Re: [PATCH 0/7] sg_ring: a ring of scatterlist arrays
From: James Bottomley
Date: Wed Jan 09 2008 - 17:11:13 EST
On Tue, 2008-01-08 at 11:39 +1100, Rusty Russell wrote:
> On Tuesday 08 January 2008 02:48:23 James Bottomley wrote:
> > We're always open to new APIs (or more powerful and expanded old ones).
> > The way we've been doing the sg_chain conversion is to slide API layers
> > into the drivers so sg_chain becomes a simple API flip when we turn it
> > on. Unfortunately sg_ring doesn't quite fit nicely into this.
>
> Hi James,
>
> Well, it didn't touch any drivers. The only ones which needed altering
> were those which wanted to use large scatter-gather lists. You think of the
> subtlety of sg-chain conversion as a feature; it's a bug :)
No, I think of the side effect of hiding scatterlist manipulations
inside accessors as a feature because it insulates the drivers from the
details of the implementation.
> > > > The other thing I note is that the problem you're claiming to solve
> > > > with sg_ring (the ability to add extra scatterlists to the front or the
> > > > back of an existing one) is already solved with sg_chain, so the only
> > > > real advantage of sg_ring was that it contains explicit counts, which
> > > > sg_table (in -mm) also introduces.
> > >
> > > I just converted virtio using latest Linus for fair comparison
> >
> > Erm, but that's not really a fair comparison; you need the sg_table code
> > in
> >
> > git://git.kernel.org/pub/scm/linux/kernel/git/axboe/linux-2.6-block.git
> >
> > branch sg as well.
>
> Actually, I think it's a wash. Now callers need to set up an sg_table as
> well. It will save the count_sg() calls though.
>
> > > , and it's still
> > > pretty ugly. sg_ring needs more work to de-scsi it. sg_table is almost
> > > sg_ring except it retains all the chaining warts.
> > >
> > > But we hit the same problems:
> > >
> > > 1) sg_chain loses information. The clever chain packaging makes reading
> > > easy, but manipulation is severely limited. You can append to your own
> > > chains by padding, but not someone elses. This works for SCSI, but what
> > > about the rest of us? And don't even think of joining mapped chains: it
> > > will almost work.
> >
> > OK, but realistically some of your criticisms are way outside of the
> > design intent.

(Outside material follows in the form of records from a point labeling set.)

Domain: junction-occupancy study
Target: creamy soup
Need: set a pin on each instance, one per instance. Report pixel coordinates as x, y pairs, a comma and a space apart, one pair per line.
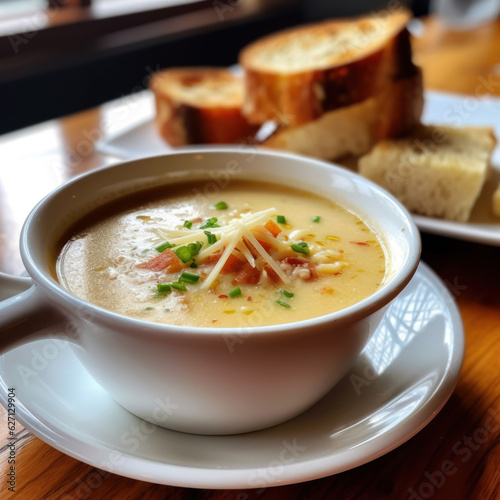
257, 254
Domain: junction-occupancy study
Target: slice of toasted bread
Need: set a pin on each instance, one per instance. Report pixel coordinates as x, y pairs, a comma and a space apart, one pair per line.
438, 171
353, 130
199, 106
297, 75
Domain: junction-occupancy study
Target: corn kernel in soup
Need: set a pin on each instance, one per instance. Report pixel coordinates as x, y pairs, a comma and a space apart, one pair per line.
259, 254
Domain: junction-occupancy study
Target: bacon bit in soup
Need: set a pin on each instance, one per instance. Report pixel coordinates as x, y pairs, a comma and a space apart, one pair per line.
283, 304
163, 246
248, 275
179, 286
300, 247
167, 260
222, 205
189, 278
232, 265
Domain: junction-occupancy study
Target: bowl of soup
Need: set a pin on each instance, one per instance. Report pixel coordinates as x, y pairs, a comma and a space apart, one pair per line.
213, 291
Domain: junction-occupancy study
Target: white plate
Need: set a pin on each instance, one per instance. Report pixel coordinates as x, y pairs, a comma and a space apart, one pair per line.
142, 140
398, 385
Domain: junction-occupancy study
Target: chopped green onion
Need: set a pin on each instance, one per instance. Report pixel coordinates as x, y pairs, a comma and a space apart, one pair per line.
222, 205
184, 254
212, 222
179, 286
190, 278
212, 238
300, 247
283, 304
235, 292
194, 248
163, 247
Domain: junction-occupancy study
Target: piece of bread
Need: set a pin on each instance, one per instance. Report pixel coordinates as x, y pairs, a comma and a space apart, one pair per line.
355, 129
438, 171
297, 75
199, 106
496, 201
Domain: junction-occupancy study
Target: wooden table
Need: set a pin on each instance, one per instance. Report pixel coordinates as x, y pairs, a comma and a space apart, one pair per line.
36, 160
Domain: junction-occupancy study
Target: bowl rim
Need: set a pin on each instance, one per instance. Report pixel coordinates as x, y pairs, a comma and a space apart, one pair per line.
126, 324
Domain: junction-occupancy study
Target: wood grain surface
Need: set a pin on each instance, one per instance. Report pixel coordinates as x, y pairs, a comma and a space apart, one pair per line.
36, 160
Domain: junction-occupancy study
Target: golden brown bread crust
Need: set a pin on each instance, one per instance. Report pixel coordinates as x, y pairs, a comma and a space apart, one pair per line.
296, 97
355, 129
199, 106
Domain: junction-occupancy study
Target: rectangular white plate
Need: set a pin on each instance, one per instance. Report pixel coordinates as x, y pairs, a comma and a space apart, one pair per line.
142, 140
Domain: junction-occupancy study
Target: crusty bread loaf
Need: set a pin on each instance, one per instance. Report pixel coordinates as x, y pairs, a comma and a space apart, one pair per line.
353, 130
438, 171
496, 201
200, 106
295, 76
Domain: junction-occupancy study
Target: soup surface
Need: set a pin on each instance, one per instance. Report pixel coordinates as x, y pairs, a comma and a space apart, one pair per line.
257, 254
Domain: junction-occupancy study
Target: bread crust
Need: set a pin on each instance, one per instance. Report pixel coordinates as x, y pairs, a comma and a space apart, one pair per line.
355, 129
293, 98
184, 117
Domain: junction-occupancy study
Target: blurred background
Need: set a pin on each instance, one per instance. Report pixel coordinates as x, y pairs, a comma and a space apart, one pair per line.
61, 56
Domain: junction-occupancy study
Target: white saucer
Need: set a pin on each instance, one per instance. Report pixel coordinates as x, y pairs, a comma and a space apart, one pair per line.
401, 381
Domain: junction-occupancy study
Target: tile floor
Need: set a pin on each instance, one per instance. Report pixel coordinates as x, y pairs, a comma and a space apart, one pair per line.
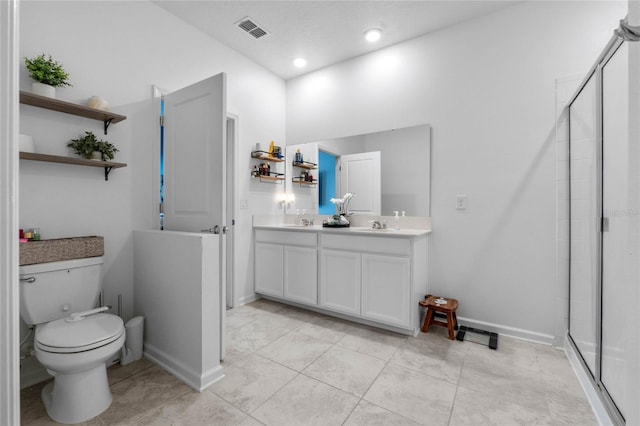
286, 366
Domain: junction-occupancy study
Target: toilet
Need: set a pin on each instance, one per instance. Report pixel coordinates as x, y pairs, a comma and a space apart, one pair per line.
72, 340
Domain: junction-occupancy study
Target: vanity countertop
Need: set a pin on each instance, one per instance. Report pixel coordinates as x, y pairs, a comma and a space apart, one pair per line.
353, 230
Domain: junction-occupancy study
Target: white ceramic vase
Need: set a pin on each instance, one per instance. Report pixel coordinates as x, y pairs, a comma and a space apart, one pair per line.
43, 89
97, 102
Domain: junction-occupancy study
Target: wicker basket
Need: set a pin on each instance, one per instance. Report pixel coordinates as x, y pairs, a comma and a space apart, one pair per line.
60, 249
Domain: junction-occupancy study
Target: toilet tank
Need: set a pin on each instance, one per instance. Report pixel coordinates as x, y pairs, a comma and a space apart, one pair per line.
53, 290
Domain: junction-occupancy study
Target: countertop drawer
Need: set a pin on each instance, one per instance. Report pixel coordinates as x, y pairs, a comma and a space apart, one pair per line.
399, 246
287, 237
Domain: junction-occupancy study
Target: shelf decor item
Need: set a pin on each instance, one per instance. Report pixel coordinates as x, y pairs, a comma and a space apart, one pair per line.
86, 145
47, 73
339, 219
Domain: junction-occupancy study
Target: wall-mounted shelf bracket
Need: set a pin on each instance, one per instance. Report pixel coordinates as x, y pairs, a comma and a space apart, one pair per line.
106, 124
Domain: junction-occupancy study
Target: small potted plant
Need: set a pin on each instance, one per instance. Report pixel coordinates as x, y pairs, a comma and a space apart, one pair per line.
90, 147
47, 73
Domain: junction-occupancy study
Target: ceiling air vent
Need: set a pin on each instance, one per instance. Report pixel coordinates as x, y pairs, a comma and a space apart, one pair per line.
249, 25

Scatterlists (and now sg_chains) are the way the block
> > subsystem hands pages to its underlying block devices.
>
> James, scatterlists are used for more than the block subsystem. I know you're
> designing for that, but we can do better.
>
> Because a single sg_ring is trivially convertable to and from a
> scatterlist *, the compatibility story is nice. You can implement a
> subsystem (say, the block layer) with sg_ring, and still hand out struct
> scatterlist arrays for backwards compat: old code won't ask for v. long
> scatterlist arrays anyway.
>
> Now we have sg_chaining, we can actually convert complex sg_rings into sg
> chains when someone asks, as my most recent patch does. I think that's one
> abstraction too many, but it provides a transition path.
>
> > There have never until now been any requirements to join already
> > dma_map_sg() converted scatterlists ... that would wreak havoc with the
> > way we reuse the list plus damage the idempotence of map/unmap. What is
> > the use case you have for this?
>
> (This was, admittedly, a made-up example).
>
> > > 2) sg_chain's end marker is only for reading non-dma elements, not for
> > > mapped chains, nor for writing into chains. Plus it's a duplicate of the
> > > num arg, which is still passed around for efficiency. (virtio had to
> > > implement count_sg() because I didn't want those two redundant num args).
> > >
> > > 3) By overloading struct scatterlist, it's invisible what code has been
> > > converted to chains, and which hasn't. Too clever by half!
> >
> > No it's not ... that's the whole point. Code not yet converted to use
> > the API accessors is by definition unable to use chaining. Code
> > converted to use the accessors by design doesn't care (and so is
> > "converted to chains").
>
> But you've overloaded the type: what's the difference between:
> /* Before conversion */
> int foo(struct scatterlist *, int);
> And:
> /* After conversion */
> int foo(struct scatterlist *, int);
>
> You have to wade through the implementation to see the difference: does this
> function take a "chained scatterlist" or an "array scatterlist"?
>
> Then you add insult to injury by implementing sg_chain() *which doesn't handle
> chained scatterlists!*.
>
> > > sg_ring would not have required any change to existing drivers, just
> > > those that want to use long sg lists. And then it's damn obvious which
> > > are which.
> >
> > Which, by definition, would have been pretty much all of them.
>
> But it would have started with none of them, and it would have been done over
> time. Eventually we might have had a flag day to remove raw scatterlist
> arrays.
>
> > > 4) sg_chain missed a chance to combine all the relevent information (max,
> > > num, num_dma and the sg array). sg_table comes close, but you still can't
> > > join them (no max information, and even if there were, what if it's
> > > full?). Unlike sg_ring, it's unlikely to reduce bugs.
> >
> > sg_table is sg_chain ... they're incremental extensions of the same body
> > of work.
>
> Yes.
>
> > The only such example of a driver like that I know is the
> > crypto API and now your virtio. Once we have the actual requirements
> > and then the API, I think the natural data structures will probably drop
> > out.
>
> ATA wants to chain sgs (Tejun cc'd). It hasn't been practical to chain up
> until now, but I'd say it's going to be more widely used now it is.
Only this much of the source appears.